Problem Statement
What problem does this feature solve?
The current SummarizeCompressor implementation has a significant performance and cost issue. Every time compression is triggered, it re-summarizes the entire message history from scratch, even if portions of that history have been previously summarized.
Specific issues:
- Performance: Lines 97-111 in
src/strategies/summarize.ts always process the complete message range, leading to redundant AI model calls
- Cost: Repeated summarization of the same content increases API costs unnecessarily
- Inefficiency: The original goal of summarization (reduce hallucination and save costs) is undermined by this approach
Current behavior:
// Every compression call processes ALL messages in range
const messagesToSummarize = messages.slice(summarizeStart, keepTailStart);
const conversationText = messagesToSummarize
.map((msg) => `${msg.role}: ${msg.content}`)
.join('\n---\n');
Proposed Solution
High-level approach to solving the problem
Introduce a data store interface that allows caching of previously generated summaries, following the library's "Bring Your Own Model" (BYOM) pattern with "Bring Your Own Store" (BYOS).
Key components:
SlimContextStore interface for storage abstraction
- Enhanced message identification system with thread/conversation IDs
- Intelligent cache key strategy using conversation context + message ranges
- Modified
SummarizeCompressor to check cache before generating new summaries
- Optional
InMemoryStore implementation for testing and learning purposes
Technical Details
Implementation considerations
New interfaces needed:
interface SlimContextStore {
get(key: string): Promise<string | null>;
set(key: string, value: string): Promise<void>;
delete(key: string): Promise<void>;
}
// Conversation wrapper to avoid repetitive threadId on each message
interface SlimContextConversation {
threadId: string;
messages: SlimContextMessage[];
metadata?: Record<string, unknown>;
}
// Keep SlimContextMessage clean and focused (no repetitive threadId)

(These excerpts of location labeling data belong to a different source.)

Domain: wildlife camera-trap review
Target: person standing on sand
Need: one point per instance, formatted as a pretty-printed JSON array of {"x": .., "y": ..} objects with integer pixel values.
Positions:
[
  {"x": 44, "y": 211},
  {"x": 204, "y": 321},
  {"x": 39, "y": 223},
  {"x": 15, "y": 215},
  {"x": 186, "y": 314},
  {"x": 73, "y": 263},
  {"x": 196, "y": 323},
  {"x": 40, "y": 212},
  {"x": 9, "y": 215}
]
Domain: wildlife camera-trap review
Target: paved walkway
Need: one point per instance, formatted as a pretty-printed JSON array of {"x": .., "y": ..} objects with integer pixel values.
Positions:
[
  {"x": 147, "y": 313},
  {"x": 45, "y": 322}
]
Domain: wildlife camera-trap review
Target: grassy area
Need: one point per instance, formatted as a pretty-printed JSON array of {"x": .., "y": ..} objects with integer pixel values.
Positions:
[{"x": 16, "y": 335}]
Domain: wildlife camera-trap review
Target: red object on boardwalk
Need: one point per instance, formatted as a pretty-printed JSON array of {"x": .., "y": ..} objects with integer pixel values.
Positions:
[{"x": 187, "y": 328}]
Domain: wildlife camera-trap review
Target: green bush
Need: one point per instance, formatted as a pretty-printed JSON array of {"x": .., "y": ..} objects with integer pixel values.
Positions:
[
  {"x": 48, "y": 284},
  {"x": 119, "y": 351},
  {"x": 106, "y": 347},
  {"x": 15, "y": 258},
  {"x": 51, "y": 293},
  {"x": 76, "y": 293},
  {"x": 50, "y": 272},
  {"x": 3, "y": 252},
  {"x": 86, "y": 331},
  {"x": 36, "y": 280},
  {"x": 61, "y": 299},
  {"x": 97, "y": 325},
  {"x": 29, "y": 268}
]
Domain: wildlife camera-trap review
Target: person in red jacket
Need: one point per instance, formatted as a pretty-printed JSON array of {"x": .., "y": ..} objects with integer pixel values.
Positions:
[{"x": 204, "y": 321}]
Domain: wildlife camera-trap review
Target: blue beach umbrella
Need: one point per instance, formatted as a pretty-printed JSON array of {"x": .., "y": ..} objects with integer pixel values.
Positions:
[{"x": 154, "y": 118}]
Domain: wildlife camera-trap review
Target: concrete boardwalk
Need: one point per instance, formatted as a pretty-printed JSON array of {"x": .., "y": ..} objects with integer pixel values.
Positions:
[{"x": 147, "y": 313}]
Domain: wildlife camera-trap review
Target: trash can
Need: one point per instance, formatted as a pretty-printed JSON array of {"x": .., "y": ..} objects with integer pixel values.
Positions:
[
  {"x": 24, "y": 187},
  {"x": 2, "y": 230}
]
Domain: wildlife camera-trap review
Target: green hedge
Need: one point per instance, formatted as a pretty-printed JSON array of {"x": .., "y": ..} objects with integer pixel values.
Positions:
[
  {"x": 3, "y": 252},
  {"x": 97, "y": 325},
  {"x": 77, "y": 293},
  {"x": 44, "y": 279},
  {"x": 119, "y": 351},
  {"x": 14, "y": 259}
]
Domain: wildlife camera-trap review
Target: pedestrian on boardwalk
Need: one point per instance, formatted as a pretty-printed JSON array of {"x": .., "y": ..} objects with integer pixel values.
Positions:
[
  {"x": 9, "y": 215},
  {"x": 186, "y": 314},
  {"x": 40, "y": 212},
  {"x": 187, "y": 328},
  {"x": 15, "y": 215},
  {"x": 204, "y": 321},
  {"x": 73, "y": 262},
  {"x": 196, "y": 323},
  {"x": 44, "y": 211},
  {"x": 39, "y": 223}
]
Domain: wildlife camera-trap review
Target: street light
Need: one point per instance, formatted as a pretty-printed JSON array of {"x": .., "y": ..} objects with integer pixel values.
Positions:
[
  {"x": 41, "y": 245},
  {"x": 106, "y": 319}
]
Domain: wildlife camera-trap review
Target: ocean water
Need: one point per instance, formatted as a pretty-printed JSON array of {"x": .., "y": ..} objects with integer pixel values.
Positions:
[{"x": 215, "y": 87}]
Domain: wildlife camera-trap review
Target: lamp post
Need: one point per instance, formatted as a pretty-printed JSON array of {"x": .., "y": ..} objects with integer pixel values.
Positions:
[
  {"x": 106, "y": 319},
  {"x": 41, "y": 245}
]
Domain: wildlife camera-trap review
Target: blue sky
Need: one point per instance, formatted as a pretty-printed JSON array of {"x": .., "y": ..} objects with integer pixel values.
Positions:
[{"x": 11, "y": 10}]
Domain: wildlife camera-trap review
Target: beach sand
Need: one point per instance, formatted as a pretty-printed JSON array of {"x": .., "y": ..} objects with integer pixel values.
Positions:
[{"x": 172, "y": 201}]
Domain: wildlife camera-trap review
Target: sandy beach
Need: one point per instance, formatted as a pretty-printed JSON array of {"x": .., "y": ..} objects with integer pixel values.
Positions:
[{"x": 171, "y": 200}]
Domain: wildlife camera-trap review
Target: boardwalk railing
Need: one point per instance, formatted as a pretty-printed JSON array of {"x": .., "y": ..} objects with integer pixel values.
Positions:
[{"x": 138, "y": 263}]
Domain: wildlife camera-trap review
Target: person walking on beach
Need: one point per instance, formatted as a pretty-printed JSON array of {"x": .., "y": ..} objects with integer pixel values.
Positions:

interface SlimContextMessage {
role: 'system' | 'user' | 'assistant' | 'tool' | 'human';
content: string;
metadata?: Record<string, unknown>;
id?: string; // Optional message identifier
index?: number; // Position within conversation
}
interface CacheKey {
threadId: string;
type: 'summary' | 'message';
startIndex: number;
endIndex?: number; // For range summaries
}
Cache key strategy:
- Format:
"thread_{threadId}:summary:{startIndex}-{endIndex}"
- Example:
"thread_123:summary:5-15" (summary of messages 5-15 in thread 123)

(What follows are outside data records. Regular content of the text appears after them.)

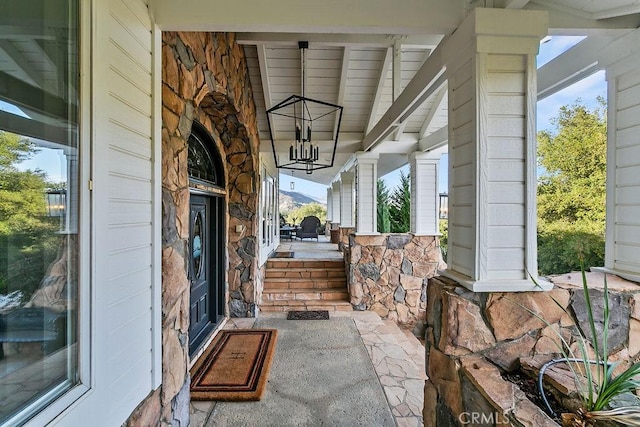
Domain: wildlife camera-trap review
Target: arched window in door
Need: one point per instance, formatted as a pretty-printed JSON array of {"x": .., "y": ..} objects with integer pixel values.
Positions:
[
  {"x": 206, "y": 266},
  {"x": 204, "y": 162}
]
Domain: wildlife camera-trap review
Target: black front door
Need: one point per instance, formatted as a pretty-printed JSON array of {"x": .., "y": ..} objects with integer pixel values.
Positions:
[{"x": 206, "y": 262}]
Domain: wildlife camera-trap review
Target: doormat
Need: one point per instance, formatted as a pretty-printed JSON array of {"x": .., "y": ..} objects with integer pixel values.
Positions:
[
  {"x": 283, "y": 254},
  {"x": 308, "y": 315},
  {"x": 235, "y": 367}
]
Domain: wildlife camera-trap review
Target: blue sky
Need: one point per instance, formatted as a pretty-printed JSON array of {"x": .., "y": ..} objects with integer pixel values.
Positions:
[
  {"x": 52, "y": 162},
  {"x": 586, "y": 90}
]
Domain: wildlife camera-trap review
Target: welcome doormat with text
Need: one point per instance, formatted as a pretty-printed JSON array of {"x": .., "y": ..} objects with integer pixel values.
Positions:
[{"x": 235, "y": 367}]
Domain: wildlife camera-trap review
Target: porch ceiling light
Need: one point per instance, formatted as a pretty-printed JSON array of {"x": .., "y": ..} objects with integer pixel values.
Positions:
[{"x": 299, "y": 118}]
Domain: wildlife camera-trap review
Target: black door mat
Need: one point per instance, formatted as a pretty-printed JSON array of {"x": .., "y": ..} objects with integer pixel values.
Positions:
[{"x": 308, "y": 315}]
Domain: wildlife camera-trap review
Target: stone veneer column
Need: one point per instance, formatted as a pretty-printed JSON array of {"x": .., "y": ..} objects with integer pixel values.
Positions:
[
  {"x": 335, "y": 204},
  {"x": 204, "y": 78},
  {"x": 621, "y": 61},
  {"x": 491, "y": 69},
  {"x": 346, "y": 199},
  {"x": 366, "y": 192},
  {"x": 425, "y": 199}
]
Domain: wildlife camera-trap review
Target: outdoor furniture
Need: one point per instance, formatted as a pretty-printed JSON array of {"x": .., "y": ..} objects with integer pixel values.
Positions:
[
  {"x": 308, "y": 228},
  {"x": 287, "y": 232}
]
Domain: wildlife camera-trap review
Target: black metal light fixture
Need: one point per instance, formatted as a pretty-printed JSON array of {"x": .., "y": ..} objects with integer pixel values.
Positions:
[{"x": 304, "y": 153}]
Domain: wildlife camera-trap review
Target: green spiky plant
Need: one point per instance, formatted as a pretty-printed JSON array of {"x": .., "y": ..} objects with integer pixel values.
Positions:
[{"x": 599, "y": 390}]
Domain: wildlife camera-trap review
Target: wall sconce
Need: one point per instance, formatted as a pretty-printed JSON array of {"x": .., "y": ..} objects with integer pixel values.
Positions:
[{"x": 444, "y": 206}]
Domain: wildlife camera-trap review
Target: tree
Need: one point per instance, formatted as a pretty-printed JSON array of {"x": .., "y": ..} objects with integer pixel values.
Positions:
[
  {"x": 315, "y": 209},
  {"x": 27, "y": 236},
  {"x": 22, "y": 203},
  {"x": 400, "y": 206},
  {"x": 571, "y": 191},
  {"x": 384, "y": 220}
]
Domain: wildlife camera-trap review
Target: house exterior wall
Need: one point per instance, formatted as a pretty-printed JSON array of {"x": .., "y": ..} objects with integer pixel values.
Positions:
[
  {"x": 622, "y": 60},
  {"x": 120, "y": 326},
  {"x": 205, "y": 79},
  {"x": 388, "y": 274}
]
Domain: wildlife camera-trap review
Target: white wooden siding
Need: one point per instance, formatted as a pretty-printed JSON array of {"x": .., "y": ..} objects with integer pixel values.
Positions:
[
  {"x": 124, "y": 257},
  {"x": 504, "y": 89},
  {"x": 346, "y": 199},
  {"x": 130, "y": 176},
  {"x": 462, "y": 172},
  {"x": 625, "y": 223}
]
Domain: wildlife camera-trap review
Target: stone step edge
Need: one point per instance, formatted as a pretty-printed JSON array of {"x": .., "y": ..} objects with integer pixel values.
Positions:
[
  {"x": 305, "y": 279},
  {"x": 281, "y": 269},
  {"x": 309, "y": 263},
  {"x": 278, "y": 287},
  {"x": 285, "y": 308},
  {"x": 304, "y": 290}
]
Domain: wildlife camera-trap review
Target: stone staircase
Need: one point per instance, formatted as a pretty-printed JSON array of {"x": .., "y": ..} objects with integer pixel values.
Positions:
[{"x": 304, "y": 285}]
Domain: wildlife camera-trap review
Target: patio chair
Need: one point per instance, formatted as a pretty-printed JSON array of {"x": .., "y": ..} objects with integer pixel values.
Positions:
[{"x": 308, "y": 228}]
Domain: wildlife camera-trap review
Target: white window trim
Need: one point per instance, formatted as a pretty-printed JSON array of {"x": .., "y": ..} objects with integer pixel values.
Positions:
[
  {"x": 269, "y": 173},
  {"x": 85, "y": 321}
]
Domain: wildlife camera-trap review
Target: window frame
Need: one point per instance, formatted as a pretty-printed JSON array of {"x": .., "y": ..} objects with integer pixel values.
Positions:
[{"x": 85, "y": 316}]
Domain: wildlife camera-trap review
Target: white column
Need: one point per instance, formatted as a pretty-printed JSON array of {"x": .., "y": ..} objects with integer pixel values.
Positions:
[
  {"x": 335, "y": 186},
  {"x": 346, "y": 199},
  {"x": 621, "y": 61},
  {"x": 491, "y": 71},
  {"x": 329, "y": 204},
  {"x": 425, "y": 198},
  {"x": 366, "y": 195}
]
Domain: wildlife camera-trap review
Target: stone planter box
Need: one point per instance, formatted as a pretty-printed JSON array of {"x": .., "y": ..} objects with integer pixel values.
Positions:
[{"x": 472, "y": 338}]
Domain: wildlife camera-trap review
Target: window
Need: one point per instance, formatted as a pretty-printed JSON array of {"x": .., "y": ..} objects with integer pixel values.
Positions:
[
  {"x": 39, "y": 204},
  {"x": 269, "y": 223},
  {"x": 201, "y": 164}
]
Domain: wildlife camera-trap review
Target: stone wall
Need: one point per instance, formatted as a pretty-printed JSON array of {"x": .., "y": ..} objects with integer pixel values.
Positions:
[
  {"x": 388, "y": 274},
  {"x": 344, "y": 234},
  {"x": 204, "y": 78},
  {"x": 473, "y": 338}
]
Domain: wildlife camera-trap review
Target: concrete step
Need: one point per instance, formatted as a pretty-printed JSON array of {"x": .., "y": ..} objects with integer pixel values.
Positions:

- Avoids using message content as keys (inefficient for long messages)
Backward Compatibility Strategy:
// Enhanced compressor interface with method overloading
interface SlimContextCompressor {
// Existing method - maintains full backward compatibility
compress(messages: SlimContextMessage[]): Promise<SlimContextMessage[]>;
// New method - accepts conversation wrapper for enhanced functionality
compress(conversation: SlimContextConversation): Promise<SlimContextConversation>;
}
// Utility functions for format conversion
function wrapMessages(messages: SlimContextMessage[], threadId: string): SlimContextConversation;
function unwrapMessages(conversation: SlimContextConversation): SlimContextMessage[];
Integration points:
- Modify
SummarizeCompressor.compress() to check cache before summarizing
- Add method overloading to support both message arrays and conversation wrappers
- Add store configuration to
SummarizeConfig
- Update token estimation to account for cached summaries
- Cache key generation uses
conversation.threadId instead of per-message repetition
Implementation Considerations
Open questions and design decisions
1. Summary Combination Strategy
When extending a cached summary (e.g., have summary 5-15, need summary 5-25):
Option A: AI-Driven Combination
- Send model: existing summary (5-15) + new messages (16-25) combined summary (5-25)
- Pros: Intelligent merging, better context preservation, can resolve contradictions
- Cons: More expensive, potentially slower, risk of AI hallucination
Option B: Client-Side Concatenation
- Send model: only new messages (16-25) new summary (16-25)
- Concatenate: summary(5-15) + summary(16-25) = combined(5-25)
- Pros: Cost-effective, faster, predictable behavior
- Cons: Potential fragmentation, no cross-segment awareness
Option C: Hybrid Configurable
- Allow users to choose strategy based on cost/quality tradeoffs
- Default to client-side with option for AI-driven
2. Cache Invalidation Strategy
- Should cache entries expire?
- How to handle message updates/edits?
- Thread-based vs global cache management
3. Store Interface Scope
- Keep minimal (get/set/delete) or add advanced features (batch operations, TTL)?
- Async vs sync interface design?
4. Thread ID Management
- Who provides the thread ID? User application or library?
- Default behavior when no thread ID provided?
- Should we auto-generate thread IDs for backward compatibility?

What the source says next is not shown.